# Knowledge Graph Embedding: DistMult embedding for Nation dataset

In this notebook, we will use the DistMult embedding model to make predictions on the Nations dataset.
The Nations dataset is a simple dataset that contains relationships between countries.

The dataset contains three files: `train.txt`, `valid.txt`, and `test.txt`.
Each file contains triplets of the form `source_country relation target_country`.
The `entity2id.txt` file contains the mapping of country names to ids, and the `relation2id.txt` file contains the mapping of relation names to ids.

## Setup

We start by installing and importing our dependencies, and setting up our GDS client connection to the database.

In [None]:
import os
import time
import warnings
from collections import defaultdict
from neo4j.exceptions import ClientError
from tqdm import tqdm
from graphdatascience import GraphDataScience

In [None]:
warnings.filterwarnings("ignore", category=DeprecationWarning)

In [None]:
NEO4J_URI = os.environ.get("NEO4J_URI", "bolt://localhost:7687")
NEO4J_AUTH = None
NEO4J_DB = os.environ.get("NEO4J_DB", "neo4j")
if os.environ.get("NEO4J_USER") and os.environ.get("NEO4J_PASSWORD"):
    NEO4J_AUTH = (
        os.environ.get("NEO4J_USER"),
        os.environ.get("NEO4J_PASSWORD"),
    )
gds = GraphDataScience(NEO4J_URI, auth=NEO4J_AUTH, database=NEO4J_DB, arrow=True)

Create constraints to ensure that the `Entity` nodes have unique `text` properties.

In [None]:
try:
    _ = gds.run_cypher("CREATE CONSTRAINT entity_id FOR (e:Entity) REQUIRE e.text IS UNIQUE")
except ClientError:
    print("CONSTRAINT entity_id already exists")

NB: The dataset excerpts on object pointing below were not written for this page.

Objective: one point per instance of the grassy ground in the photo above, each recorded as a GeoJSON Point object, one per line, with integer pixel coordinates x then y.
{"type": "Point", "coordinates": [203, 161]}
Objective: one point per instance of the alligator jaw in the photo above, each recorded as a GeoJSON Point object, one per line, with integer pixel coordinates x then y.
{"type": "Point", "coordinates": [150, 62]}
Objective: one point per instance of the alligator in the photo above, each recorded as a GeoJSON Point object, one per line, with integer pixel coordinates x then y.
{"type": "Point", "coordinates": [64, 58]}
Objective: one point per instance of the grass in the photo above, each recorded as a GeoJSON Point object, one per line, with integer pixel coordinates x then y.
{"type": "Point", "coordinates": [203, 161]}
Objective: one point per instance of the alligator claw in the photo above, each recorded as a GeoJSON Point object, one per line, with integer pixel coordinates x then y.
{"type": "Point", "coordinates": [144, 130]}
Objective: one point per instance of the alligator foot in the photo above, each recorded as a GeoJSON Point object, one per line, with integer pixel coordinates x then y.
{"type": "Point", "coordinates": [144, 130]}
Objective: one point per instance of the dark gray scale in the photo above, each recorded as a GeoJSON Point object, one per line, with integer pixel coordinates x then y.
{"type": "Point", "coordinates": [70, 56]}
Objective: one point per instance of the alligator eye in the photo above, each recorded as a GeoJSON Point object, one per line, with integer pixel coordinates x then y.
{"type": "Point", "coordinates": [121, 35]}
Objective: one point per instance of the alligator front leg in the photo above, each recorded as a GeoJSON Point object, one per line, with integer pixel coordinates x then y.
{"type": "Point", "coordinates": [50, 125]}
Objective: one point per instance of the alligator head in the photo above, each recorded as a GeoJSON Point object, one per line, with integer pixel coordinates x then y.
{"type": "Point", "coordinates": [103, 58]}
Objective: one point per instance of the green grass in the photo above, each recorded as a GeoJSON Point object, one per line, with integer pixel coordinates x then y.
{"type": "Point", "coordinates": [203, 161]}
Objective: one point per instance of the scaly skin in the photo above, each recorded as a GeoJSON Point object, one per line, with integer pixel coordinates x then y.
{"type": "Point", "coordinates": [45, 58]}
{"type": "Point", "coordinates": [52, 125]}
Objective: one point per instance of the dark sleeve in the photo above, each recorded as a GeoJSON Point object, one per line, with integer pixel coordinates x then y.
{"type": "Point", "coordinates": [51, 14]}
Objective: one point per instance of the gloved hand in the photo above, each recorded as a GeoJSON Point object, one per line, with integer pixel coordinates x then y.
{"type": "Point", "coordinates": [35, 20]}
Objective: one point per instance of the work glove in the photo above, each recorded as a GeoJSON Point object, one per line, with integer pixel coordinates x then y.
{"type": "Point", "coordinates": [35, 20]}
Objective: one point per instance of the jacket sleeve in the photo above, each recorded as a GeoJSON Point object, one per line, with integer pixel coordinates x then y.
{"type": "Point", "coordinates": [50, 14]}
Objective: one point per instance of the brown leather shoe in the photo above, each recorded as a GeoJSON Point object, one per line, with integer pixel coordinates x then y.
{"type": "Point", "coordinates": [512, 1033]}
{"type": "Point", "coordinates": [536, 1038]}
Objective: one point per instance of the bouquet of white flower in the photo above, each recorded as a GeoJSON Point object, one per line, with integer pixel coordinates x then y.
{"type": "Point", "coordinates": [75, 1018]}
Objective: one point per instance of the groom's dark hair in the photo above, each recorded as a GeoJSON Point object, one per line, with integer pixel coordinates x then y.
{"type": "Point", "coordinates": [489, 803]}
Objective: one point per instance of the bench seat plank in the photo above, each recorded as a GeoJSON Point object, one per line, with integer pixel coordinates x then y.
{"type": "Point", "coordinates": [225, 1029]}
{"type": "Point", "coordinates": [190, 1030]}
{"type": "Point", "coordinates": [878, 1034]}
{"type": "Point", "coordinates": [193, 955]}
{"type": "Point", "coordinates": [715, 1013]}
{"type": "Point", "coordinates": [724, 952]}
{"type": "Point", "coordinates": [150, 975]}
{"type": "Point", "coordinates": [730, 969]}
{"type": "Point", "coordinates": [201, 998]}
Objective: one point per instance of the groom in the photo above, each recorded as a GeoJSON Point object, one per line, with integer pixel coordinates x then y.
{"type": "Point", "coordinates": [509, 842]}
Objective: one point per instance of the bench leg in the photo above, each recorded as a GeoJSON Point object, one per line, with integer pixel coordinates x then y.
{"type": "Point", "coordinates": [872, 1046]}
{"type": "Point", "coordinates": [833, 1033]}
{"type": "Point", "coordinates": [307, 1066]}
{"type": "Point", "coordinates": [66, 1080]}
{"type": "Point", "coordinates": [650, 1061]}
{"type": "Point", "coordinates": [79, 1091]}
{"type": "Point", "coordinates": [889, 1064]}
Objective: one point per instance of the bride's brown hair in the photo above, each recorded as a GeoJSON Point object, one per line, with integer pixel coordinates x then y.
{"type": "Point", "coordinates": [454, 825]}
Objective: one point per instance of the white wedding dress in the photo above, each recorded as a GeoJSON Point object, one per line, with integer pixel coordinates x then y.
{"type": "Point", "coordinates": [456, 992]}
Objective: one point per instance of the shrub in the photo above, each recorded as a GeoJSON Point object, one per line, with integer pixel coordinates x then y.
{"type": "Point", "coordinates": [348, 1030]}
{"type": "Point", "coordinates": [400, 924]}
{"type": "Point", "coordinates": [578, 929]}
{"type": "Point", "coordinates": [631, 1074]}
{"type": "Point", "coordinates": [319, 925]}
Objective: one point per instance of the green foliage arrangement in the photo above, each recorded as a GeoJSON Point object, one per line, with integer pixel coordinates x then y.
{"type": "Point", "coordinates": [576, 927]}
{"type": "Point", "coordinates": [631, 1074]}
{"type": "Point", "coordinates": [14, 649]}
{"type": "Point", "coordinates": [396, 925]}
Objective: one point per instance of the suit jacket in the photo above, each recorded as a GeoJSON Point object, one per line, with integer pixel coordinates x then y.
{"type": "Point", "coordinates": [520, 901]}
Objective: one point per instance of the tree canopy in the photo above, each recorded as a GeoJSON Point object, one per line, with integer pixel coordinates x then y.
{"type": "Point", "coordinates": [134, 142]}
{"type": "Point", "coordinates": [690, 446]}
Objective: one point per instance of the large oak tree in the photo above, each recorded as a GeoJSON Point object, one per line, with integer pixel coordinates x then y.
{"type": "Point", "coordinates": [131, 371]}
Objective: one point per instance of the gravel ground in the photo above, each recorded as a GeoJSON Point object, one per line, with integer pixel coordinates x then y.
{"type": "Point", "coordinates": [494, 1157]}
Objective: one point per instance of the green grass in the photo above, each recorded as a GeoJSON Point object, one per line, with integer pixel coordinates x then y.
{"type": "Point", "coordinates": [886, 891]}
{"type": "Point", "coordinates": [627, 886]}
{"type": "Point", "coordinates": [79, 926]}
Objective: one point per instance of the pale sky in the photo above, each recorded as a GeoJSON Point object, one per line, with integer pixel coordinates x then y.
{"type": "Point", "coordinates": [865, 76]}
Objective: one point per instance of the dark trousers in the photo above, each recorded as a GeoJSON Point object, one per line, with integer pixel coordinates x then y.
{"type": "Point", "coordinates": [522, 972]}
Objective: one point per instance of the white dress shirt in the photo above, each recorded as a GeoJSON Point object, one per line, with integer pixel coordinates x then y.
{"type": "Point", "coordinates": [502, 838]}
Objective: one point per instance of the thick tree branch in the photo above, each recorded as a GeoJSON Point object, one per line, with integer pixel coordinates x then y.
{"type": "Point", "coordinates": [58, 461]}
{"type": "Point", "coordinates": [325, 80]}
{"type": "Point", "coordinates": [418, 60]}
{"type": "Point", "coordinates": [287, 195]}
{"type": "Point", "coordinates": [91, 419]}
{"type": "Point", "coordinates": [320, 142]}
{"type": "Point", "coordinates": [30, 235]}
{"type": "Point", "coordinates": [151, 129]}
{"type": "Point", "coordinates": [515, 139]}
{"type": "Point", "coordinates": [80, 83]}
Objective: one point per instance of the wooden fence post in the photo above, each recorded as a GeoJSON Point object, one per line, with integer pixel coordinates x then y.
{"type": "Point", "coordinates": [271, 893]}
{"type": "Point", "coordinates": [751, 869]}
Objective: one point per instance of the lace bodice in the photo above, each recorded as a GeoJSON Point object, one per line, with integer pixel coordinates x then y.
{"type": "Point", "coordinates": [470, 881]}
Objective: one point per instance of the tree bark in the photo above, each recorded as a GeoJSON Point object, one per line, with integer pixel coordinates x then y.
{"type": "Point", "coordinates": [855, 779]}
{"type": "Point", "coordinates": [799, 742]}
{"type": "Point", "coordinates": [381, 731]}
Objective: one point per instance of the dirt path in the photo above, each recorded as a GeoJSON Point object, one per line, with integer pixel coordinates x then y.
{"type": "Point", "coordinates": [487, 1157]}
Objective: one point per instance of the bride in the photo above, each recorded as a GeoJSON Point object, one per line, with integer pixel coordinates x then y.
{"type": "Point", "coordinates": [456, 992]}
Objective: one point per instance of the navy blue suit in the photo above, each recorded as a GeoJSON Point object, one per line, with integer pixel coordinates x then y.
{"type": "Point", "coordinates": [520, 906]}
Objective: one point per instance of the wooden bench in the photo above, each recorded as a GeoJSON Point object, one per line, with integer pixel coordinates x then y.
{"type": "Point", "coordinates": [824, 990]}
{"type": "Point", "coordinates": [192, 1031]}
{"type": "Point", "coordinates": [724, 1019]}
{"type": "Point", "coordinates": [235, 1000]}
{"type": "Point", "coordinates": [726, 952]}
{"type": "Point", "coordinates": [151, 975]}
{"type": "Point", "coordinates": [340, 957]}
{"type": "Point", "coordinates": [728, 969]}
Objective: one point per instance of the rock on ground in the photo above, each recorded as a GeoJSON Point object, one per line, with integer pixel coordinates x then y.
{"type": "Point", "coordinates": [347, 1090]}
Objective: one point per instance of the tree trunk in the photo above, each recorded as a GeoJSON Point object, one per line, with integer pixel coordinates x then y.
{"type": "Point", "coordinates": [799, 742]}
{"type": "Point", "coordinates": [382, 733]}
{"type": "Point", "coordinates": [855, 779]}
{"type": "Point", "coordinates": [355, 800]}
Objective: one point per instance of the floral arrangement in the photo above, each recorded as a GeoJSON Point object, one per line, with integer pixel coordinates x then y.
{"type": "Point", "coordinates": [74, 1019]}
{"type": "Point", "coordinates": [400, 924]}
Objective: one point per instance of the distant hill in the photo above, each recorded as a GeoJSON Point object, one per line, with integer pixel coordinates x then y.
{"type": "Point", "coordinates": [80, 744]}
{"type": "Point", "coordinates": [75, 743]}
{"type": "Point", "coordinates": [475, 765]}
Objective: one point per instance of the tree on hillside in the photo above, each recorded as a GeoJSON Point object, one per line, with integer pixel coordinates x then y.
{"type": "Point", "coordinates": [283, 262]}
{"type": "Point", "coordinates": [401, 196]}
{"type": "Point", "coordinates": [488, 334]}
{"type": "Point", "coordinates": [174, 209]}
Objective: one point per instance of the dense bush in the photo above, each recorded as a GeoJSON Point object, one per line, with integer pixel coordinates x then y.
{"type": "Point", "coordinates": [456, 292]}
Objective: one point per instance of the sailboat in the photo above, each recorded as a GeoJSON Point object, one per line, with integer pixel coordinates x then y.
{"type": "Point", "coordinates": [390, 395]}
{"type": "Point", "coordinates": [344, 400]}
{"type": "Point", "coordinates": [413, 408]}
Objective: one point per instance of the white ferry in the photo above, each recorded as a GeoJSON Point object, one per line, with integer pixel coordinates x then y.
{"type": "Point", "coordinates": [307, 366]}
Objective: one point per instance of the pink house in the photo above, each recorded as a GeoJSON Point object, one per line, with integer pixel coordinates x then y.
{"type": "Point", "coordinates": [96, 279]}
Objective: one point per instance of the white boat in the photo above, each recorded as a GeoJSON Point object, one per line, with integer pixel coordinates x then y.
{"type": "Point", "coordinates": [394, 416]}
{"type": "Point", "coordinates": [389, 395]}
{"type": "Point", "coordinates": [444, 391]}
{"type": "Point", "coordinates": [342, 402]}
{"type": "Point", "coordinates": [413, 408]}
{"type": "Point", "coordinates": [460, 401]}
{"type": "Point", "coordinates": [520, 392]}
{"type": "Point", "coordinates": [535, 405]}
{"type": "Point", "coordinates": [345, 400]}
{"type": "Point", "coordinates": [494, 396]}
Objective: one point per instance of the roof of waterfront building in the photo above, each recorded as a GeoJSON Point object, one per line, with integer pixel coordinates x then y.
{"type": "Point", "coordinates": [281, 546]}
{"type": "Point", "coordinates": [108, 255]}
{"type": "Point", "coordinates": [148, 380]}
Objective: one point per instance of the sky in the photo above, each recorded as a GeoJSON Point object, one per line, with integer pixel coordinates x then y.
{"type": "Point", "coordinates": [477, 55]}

## Download and read the data

Let's download the Nations dataset and read the data.

In [None]:
def get_text_to_id_map(data_dir, text_to_id_filename):
    with open(data_dir + "/" + text_to_id_filename, "r") as f:
        data = [x.split("\t") for x in f.read().split("\n")[:-1]]
    text_to_id_map = {text: int(id) for text, id in data}
    return text_to_id_map


def read_data():
    rel_types = {
        "train.txt": "TRAIN",
        "valid.txt": "VALID",
        "test.txt": "TEST",
    }
    url = "https://raw.githubusercontent.com/ZhenfengLei/KGDatasets/master/Nations"
    data_dir = "./Nations"

    raw_file_names = ["train.txt", "valid.txt", "test.txt"]
    node_id_filename = "entity2id.txt"
    rel_id_filename = "relation2id.txt"

    for file in raw_file_names + [node_id_filename, rel_id_filename]:
        if not os.path.exists(f"{data_dir}/{file}"):
            os.system(f"wget {url}/{file} -P {data_dir}")

    node_map = get_text_to_id_map(data_dir, node_id_filename)
    rel_map = get_text_to_id_map(data_dir, rel_id_filename)
    dataset = defaultdict(lambda: defaultdict(list))

    rel_split_id = {"TRAIN": 0, "VALID": 1, "TEST": 2}

    for file_name in raw_file_names:
        file_name_path = data_dir + "/" + file_name

        with open(file_name_path, "r") as f:
            data = [x.split("\t") for x in f.read().split("\n")[:-1]]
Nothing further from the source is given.